Association of Lsb1 with nuclear-ER rim. A–G, representative images of live cells are shown. At least 100 cells were analyzed for each experiment. Wild type GFP-Lsb1 and its mutant derivatives were expressed from the copper-inducible promoter, P_CUP1. A, GFP-Lsb1 forms a rim and small dots at the cell periphery in 40–50% of cells growing at 25 °C. At 30 °C, GFP-Lsb1 is not present in the rim but is distributed over the cytoplasm and forms small dots in 96% of cells. B, GFP-Lsb1 rim, formed at 25 °C, is colocalized with the nuclear-ER rim. Live cells expressing GFP-Lsb1 from P_CUP1 were stained with Hoechst to indicate the positions of the nuclei. C, Lsb1 colocalizes with ER marker protein Sbh1. Proteins were expressed from plasmid promoters P_CUP1- mCherry-Lsb1 and P_GAL-GFP-Sbh1 for 18 h. Colocalization was detected in all cells. D, GFP-Lsb1 expressed from the P_CUP1 promoter colocalizes with nuclear envelope protein Mlp1-RFP expressed from endogenous promoter.
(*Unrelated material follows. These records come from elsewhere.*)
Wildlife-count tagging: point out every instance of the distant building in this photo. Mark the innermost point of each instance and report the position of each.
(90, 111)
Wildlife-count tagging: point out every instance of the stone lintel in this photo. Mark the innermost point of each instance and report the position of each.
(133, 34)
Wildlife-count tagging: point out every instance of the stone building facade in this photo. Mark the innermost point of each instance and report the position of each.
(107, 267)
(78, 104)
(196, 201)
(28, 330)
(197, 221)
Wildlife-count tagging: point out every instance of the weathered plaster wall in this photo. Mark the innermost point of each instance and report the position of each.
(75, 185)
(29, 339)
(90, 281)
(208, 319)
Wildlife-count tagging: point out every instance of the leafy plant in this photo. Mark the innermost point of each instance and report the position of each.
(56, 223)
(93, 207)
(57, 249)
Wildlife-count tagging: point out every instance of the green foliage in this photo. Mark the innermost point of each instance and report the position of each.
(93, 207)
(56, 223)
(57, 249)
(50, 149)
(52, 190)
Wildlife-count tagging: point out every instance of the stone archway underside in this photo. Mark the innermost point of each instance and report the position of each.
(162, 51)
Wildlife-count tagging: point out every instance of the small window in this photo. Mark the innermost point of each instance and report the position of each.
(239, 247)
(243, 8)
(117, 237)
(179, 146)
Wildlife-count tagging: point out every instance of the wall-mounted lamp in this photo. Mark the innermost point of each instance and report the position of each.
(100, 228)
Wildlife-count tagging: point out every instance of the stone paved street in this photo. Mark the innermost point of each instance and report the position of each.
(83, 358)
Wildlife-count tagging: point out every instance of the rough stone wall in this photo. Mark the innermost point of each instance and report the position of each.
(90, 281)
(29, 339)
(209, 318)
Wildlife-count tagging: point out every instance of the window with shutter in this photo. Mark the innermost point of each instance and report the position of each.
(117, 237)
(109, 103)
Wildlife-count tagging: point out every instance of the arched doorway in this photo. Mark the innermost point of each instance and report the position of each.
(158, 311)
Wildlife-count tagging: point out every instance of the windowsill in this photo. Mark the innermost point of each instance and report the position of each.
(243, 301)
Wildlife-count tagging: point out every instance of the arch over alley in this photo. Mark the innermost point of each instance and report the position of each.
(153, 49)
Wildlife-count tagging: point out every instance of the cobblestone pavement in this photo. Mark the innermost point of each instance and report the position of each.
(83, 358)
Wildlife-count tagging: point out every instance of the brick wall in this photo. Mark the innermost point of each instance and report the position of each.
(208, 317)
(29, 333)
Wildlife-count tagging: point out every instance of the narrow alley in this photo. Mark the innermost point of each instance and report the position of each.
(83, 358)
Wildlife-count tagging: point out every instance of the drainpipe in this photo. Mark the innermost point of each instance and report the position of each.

Colocalization was detected in all cells. E, GFP-Lsb1 mutant deficient in processing (Y182A,Y183A) is present in the nuclear nuclear-ER rim in 40–50% of cells, whereas the truncated version (1–183 amino acids) corresponding to the processed form of Lsb1 is observed only in the cytoplasm in all cells growing at 25 °C. F, ubiquitination affects localization of Lsb1 to the nuclear-ER rim. GFP-Lsb1 WT and mutants not deficient in ubiquitination (K41R and W90S) do not associate with the nuclear-ER rim in almost all cells growing at 30 °C. However, Lsb1 mutants deficient in ubiquitination (K79R, and K41R,K79R, and P135A,P136A) associate with the nuclear-ER rim in 60–80% of cells growing at 30 °C. The W90S mutant, defective in interaction with Las17, does not form small dots as has been reported previously. G, deletion of get2Δ abolishes localization of wild type and ubiquitination-deficient (P135A,P136A) mutant GFP-Lsb1 to nuclear-ER rim at 25 °C.